I have checked /pipeline_action/create.rb file to see if I could locate the missing #, but things seem fine.
Logstash logs sincedb file also deleted, but error persists.
Any help is much appreciated.

Edit:
Attempted again, this time created a basic conf file as below:

input{
stdin{}
}
output{
stdout{}
}

.. and it works!

Would still like some help to identify what's causing the error with the command line -e flag for better understanding!

Thanks!

Dv_Thiyanesh · February 6, 2019, 5:12am

i can't get you, could you can explain once again?
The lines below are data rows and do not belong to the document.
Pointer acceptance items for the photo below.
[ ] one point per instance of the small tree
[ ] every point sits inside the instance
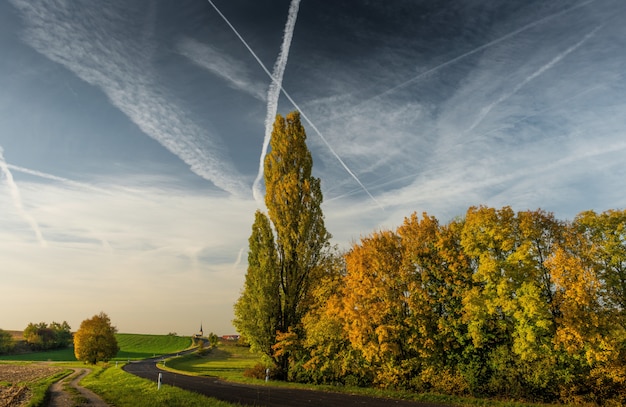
(6, 341)
(95, 340)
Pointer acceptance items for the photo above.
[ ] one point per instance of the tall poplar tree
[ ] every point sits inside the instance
(256, 311)
(283, 262)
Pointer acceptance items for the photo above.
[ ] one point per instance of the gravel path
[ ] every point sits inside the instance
(61, 398)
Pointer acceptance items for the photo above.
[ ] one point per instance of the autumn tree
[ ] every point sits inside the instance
(95, 340)
(285, 251)
(376, 307)
(257, 311)
(589, 276)
(293, 198)
(6, 341)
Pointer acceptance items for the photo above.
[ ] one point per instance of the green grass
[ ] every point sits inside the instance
(226, 362)
(140, 346)
(40, 388)
(229, 362)
(57, 355)
(121, 389)
(132, 347)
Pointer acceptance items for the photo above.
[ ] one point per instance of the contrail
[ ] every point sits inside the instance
(273, 93)
(17, 200)
(55, 178)
(485, 111)
(304, 116)
(475, 50)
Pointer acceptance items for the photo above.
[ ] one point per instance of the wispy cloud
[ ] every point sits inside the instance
(95, 45)
(99, 238)
(485, 110)
(234, 72)
(273, 94)
(17, 200)
(302, 113)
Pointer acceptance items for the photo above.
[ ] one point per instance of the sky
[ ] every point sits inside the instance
(131, 134)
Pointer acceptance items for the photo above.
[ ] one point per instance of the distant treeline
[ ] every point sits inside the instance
(497, 303)
(39, 336)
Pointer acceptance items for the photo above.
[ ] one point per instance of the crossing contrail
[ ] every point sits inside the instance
(273, 94)
(304, 116)
(17, 200)
(478, 49)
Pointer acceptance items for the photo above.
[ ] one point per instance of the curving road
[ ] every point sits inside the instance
(259, 395)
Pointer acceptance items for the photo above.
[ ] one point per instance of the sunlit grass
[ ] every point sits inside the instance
(139, 346)
(121, 389)
(132, 347)
(227, 362)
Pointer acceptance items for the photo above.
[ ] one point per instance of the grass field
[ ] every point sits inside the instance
(122, 389)
(26, 384)
(132, 347)
(138, 346)
(225, 361)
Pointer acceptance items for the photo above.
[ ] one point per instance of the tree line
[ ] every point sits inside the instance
(94, 341)
(496, 303)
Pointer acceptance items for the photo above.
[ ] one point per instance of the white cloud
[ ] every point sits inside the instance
(131, 251)
(234, 72)
(93, 42)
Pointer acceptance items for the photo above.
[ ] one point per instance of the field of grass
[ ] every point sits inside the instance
(226, 361)
(27, 383)
(132, 347)
(121, 389)
(139, 346)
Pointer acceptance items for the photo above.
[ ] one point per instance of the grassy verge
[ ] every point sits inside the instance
(40, 388)
(121, 389)
(57, 355)
(229, 362)
(132, 347)
(139, 346)
(226, 362)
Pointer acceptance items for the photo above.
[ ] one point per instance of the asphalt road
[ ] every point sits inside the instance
(259, 395)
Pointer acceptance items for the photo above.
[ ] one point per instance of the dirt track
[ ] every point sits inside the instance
(260, 395)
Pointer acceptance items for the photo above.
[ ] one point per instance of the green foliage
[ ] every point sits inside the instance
(286, 250)
(6, 341)
(42, 336)
(501, 304)
(257, 310)
(95, 340)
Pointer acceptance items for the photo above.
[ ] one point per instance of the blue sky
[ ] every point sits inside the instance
(131, 134)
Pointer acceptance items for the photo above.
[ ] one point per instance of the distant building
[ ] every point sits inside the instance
(230, 337)
(199, 334)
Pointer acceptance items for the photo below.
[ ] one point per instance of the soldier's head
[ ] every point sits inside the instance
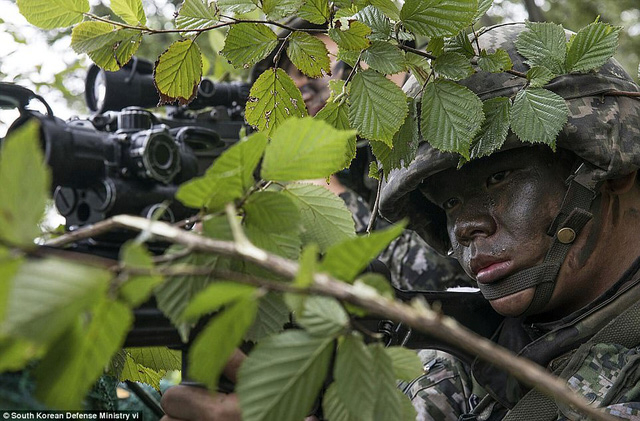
(543, 232)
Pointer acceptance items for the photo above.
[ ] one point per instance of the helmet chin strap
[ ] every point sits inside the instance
(565, 228)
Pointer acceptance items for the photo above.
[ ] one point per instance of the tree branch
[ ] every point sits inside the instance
(417, 315)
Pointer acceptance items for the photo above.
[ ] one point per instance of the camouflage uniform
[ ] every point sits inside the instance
(413, 264)
(596, 349)
(607, 374)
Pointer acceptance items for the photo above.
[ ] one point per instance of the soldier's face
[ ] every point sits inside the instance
(498, 211)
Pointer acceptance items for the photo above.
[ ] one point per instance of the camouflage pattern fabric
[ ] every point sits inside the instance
(608, 375)
(444, 391)
(414, 266)
(602, 130)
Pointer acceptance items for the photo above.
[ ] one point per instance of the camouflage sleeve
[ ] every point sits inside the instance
(443, 392)
(609, 377)
(414, 266)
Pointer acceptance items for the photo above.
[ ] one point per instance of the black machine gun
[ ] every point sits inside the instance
(124, 158)
(127, 160)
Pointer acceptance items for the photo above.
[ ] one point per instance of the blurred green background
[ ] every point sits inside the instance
(43, 60)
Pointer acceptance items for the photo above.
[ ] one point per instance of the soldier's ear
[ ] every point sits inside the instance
(622, 184)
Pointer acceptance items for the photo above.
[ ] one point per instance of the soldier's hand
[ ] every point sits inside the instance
(198, 404)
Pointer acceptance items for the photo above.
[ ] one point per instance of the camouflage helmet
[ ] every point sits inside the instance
(603, 129)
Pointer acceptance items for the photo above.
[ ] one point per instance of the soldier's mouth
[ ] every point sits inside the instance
(490, 271)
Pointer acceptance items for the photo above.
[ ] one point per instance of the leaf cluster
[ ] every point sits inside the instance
(73, 316)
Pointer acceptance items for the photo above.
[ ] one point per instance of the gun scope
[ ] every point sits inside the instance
(133, 85)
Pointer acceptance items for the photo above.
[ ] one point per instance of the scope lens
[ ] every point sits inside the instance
(162, 155)
(100, 89)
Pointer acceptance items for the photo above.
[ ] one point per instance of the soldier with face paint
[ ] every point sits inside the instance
(551, 238)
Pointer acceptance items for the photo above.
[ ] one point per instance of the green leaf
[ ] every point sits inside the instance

Dv_Thiyanesh · February 6, 2019, 6:00am

After doing this i have restarted logstash:

'''C:\ELK\logstash-6.5.3\bin>logstash -f demo-winlog-pipeline.conf
Sending Logstash logs to C:/ELK/logstash-6.5.3/logs which is now configured via log4j2.properties
[2019-02-06T11:11:27,417][WARN ][logstash.config.source.multilocal] Ignoring the 'pipelines.yml' file because modules or command line options are specified
[2019-02-06T11:11:27,652][INFO ][logstash.runner ] Starting Logstash {"logstash.version"=>"6.5.3"}
[2019-02-06T11:11:37,022][INFO ][logstash.pipeline ] Starting pipeline {:pipeline_id=>"main", "pipeline.workers"=>4, "pipeline.batch.size"=>125, "pipeline.batch.delay"=>50}
[2019-02-06T11:11:39,096][INFO ][logstash.outputs.elasticsearch] Elasticsearch pool URLs updated {:changes=>{:removed=>, :added=>[http://localhost:9200/]}}
[2019-02-06T11:11:41,744][WARN ][logstash.outputs.elasticsearch] Restored connection to ES instance {:url=>"http://localhost:9200/"}
[2019-02-06T11:11:41,926][INFO ][logstash.outputs.elasticsearch] ES Output version determined {:es_version=>6}
[2019-02-06T11:11:41,934][WARN ][logstash.outputs.elasticsearch] Detected a 6.x and above cluster: the type event field won't be used to determine the document _type {:es_version=>6}
[2019-02-06T11:11:42,004][INFO ][logstash.outputs.elasticsearch] New Elasticsearch output {:class=>"LogStash::Outputs::ElasticSearch", :hosts=>["//localhost:9200"]}
[2019-02-06T11:11:49,785][INFO ][logstash.inputs.beats ] Beats inputs: Starting input listener {:address=>"0.0.0.0:5044"}
[2019-02-06T11:11:49,819][INFO ][logstash.pipeline ] Pipeline started successfully {:pipeline_id=>"main", :thread=>"#<Thread:0x39a1e568 run>"}
[2019-02-06T11:11:50,566][INFO ][logstash.agent ] Pipelines running {:count=>1, :running_pipelines=>[:main], :non_running_pipelines=>}
[2019-02-06T11:11:54,077][INFO ][org.logstash.beats.Server] Starting server on port: 5044
[2019-02-06T11:11:55,387][INFO ][logstash.agent ] Successfully started Logstash API endpoint {:port=>9600}'''

And the Result will be same not dropping events:
Screenshot_2019-02-06%20Discover%20-%20Kibana

system · March 6, 2019, 6:00am

This topic was automatically closed 28 days after the last reply. New replies are no longer allowed.